How the importer works (wip)

Calendar Importer Concepts

(I did not name these.)

This document describes the broad high level view of the different parts of PlaceCal that are involved in the calendar importer.

Models

Calendar Model

Holds the user's configuration for importing and any user feedback we need to give them. Also has the option for strategy and related partner information

Event Model

Holds an event information that is used on the front end. Is tightly coupled to calendar.

The worker

Importer

The code that wraps the instance of an import job. Is triggered by an ActiveJob task or manually through rake tasks. It is also used by the calendar model to check if the user supplied source URL is something that can be imported from. If something goes wrong with a job run it is detected and the Importer then tries to update the Calendar to be in an error state (so the user can have some feedback).

Event Resolver

Each incoming event has to be carefully constructed according to the calendar strategy. Some events (from ICS) have recurring rules so one 'source event' may have many 'database event records' as we just populate repeating events manually in the db.

Parser

Parser has two jobs: given a calendar source URL find the appropriate parser to handle that domain and to download and extract the event data from the remote end. When it has data it then uses that to create IMPORTER events (not application model Events).

Event

The object that takes the disperate data coming in from the parser and presents it in a uniform manner to the EventResolver.

Tasks

Importer tasks reside in the /lib/tasks/events.rake file and perform these basic actions

  • Scan the Calendar table for calendars that are ready for import and push them into the background worker queue for processing.
  • Scan the Calendar table for calendars and run the job immediately in process.
  • Run an import job on one calendar

Basic algorithm

Starting in CalendarImporter:

  • find calendar
  • flag calendar as in worker
  • hand over calendar to CalendarImporterTask
  • catch any exceptions and mark calendar for error

CalendarImporterTask:

  • find parser for calendar source
  • use parser to download raw event data
  • turn raw event data in EventResolver objects
  • go through each event
    • filter out if not relevant to us (is private, is in past)
    • determine location for calendar strategy
    • save event
  • remove any stale events from calendar

EventResolver:

  • determine location from strategy
    • event
    • event_overide
    • place
    • room number
    • no_location
    • online_only
  • save event
    • scope events with the same UID
    • find any events with non matching start_times and end_times
      • destroy
    • find any events that have same time
    • OR make a new event
    • update event with new information

Calendar data extraction

Parsers

Parsers are instantiated based on source URL so different URLs (domains) can be handled. Downloads the remote source payload taking care of API keys or response format.
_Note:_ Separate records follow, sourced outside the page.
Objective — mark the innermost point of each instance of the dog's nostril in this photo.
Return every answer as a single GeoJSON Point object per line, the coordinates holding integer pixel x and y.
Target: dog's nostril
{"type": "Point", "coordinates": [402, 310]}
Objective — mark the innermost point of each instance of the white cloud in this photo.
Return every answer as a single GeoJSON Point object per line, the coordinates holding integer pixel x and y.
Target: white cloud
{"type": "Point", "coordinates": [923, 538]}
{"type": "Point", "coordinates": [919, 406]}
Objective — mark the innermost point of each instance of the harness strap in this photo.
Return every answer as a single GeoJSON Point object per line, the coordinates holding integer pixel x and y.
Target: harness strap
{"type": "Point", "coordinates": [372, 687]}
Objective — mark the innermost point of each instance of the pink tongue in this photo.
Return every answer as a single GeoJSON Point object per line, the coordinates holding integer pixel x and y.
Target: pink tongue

Takes the resulting payload (as JSON, XML, ICS etc) and instantiates the correct Event (not the model) object.

Events

Events exist to ingest raw event data from the Parser and present it in a uniform manner. See e.g. Events::Base#attributes. Also contains common code for event parsing like the HTML/Markdown sanitizer.

Older Notes:

The below is out of date and the importer has since been refactored out of calendar.rb

Here is a pull request for a new importer that shows which files are added or effected when adding a new type of calendar.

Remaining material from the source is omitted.